Izzy Fry

Personal information
- Nationality: British
- Born: Isobel Fry 4 May 2000 (age 26)

Sport
- Sport: Track and field
- Events: Middle distance, long distance running

Achievements and titles
- Personal bests: 1500m: 4:17.07 (Watford, 2021) 3000m: 8:52.15 (Boston, 2024) 5000m: 15:05.66 (Rome, 2024) 5km: 15:17 (Monaco, 2026) 10km: 31:01 (Valencia, 2026)

Medal record
Representing United Kingdom
European Cross Country Championships
| Gold medal – first place | 2023 Brussels | Team |
| Silver medal – second place | 2024 Antalya | Team |
| Bronze medal – third place | 2021 Dublin | U23 Team |
| Gold medal – first place | 2019 Lisbon | U20 Team |

= Izzy Fry =

British athlete (born 2000)

Isobel Fry (born 4 May 2000) is a British track and field athlete and cross country runner. She won the British national title over 10,000 metres in 2026.

==Early life==
Fry attended Park House School in Newbury, Berkshire.

==Career==
A member of Newbury Athletic Club, Fry finished fourth in the 5000m at the 2019 European Athletics U20 Championships in Boras, Sweden in 2019. In March 2020, she reached the number one in the world junior cross country rankings and straddled that with top-10 finishes at the 2019 and 2021 European Cross Country Championships in the age-group category events, winning gold as part of the women's U20 team in Lisbon in 2019. She also finished fourth at the 2020 UK National Championships over 5000m.

===2022===
Fry became World University Cross Country champion in March 2022, in Aveiro, Portugal. She was also part of a gold medal-winning a British squad in the team event. Later that year, she finished third at the NI International Cross Country event, in Belfast.

===2023===
Fry's 2023 was severely hampered by a serious foot injury which she received in the spring and missed the entire track season. She was selected for the 2023 European Cross Country Championships in Brussels in December 2023. She finished tenth overall, and won gold as part of the successful British squad which won the team event.

===2024===
In February 2024, in Boston, Massachusetts, Fry ran a new personal best over 3000 metres, running 8:52.15. The following week she lowered her 5000m personal best to 15:07.76 in Boston.

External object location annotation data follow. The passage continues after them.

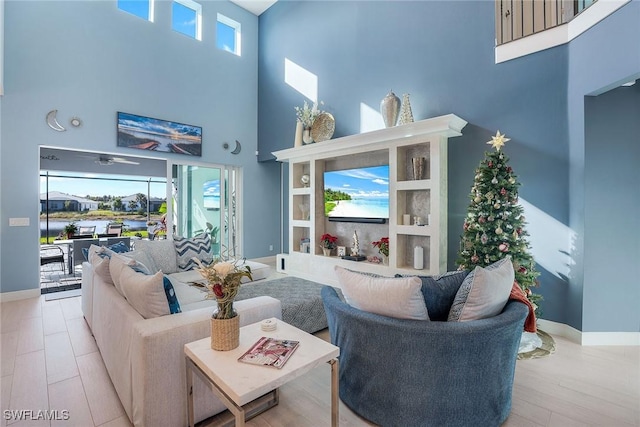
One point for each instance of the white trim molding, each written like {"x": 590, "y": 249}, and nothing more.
{"x": 18, "y": 295}
{"x": 590, "y": 338}
{"x": 558, "y": 35}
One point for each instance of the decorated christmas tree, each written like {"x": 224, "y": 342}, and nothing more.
{"x": 494, "y": 225}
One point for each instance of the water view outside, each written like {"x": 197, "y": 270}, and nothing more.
{"x": 56, "y": 226}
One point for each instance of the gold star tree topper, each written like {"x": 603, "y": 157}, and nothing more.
{"x": 498, "y": 141}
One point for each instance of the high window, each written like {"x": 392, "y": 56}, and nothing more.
{"x": 140, "y": 8}
{"x": 186, "y": 18}
{"x": 228, "y": 35}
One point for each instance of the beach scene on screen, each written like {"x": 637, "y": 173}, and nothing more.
{"x": 357, "y": 193}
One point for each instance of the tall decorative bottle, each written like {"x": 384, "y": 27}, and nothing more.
{"x": 406, "y": 115}
{"x": 390, "y": 108}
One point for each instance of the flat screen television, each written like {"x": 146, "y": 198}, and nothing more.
{"x": 357, "y": 195}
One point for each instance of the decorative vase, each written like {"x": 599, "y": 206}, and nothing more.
{"x": 225, "y": 333}
{"x": 306, "y": 136}
{"x": 390, "y": 108}
{"x": 406, "y": 115}
{"x": 298, "y": 138}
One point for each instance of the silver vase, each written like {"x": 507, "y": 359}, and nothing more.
{"x": 418, "y": 164}
{"x": 390, "y": 108}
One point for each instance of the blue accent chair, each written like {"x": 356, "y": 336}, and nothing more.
{"x": 396, "y": 372}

In May 2024, she was selected to run the 5000 metres for Britain at the 2024 European Athletics Championships in Rome. she finished ninth in the 5000m final with a new pb of 15:05.66. In 2024, she finished third in the 5000m at the 2024 British Athletics Championships in Manchester. She was selected for the British team for the 2024 European Cross Country Championships in Antalya, Turkey where she placed 14th to help Britain win team silver.

===2025===
Fry finished third in the British women's 10,000m national championship race in Birmingham in June 2025, running a time of 31:47.60.

Fry had a third-place finish at the 2025 Liverpool Cross Challenge on 22 November to gain automatic selection for the 2025 European Cross Country Championships where the British team won the silver medal in the team event in December 2025. Later that month, Fry won in Newcastle on New Year's Eve over 5 km at the inaugural HogmanHoway race.

===2026===
Competing in Valencia on
11 January 2026, Fry ran a personal best over 10 km, with a time of 31:01. She ran a personal best of 15:17 for 5 km in Monaco, before setting a new course record in winning in 15:18 over 5k in Battersea in February 2026. Fry won the British national 10,000 metres title in Loughborough on 17 May 2026, finishing in 32:12.91. Fry competed in the 10,000 metres at the 2026 Commonwealth Games in Glasgow, Scotland, placing eleventh overall. Two weeks later, Fry was 16th in 32:37.22 after falling about two thirds of the way into the 10,000 metres at the 2026 European Championships in Birmingham.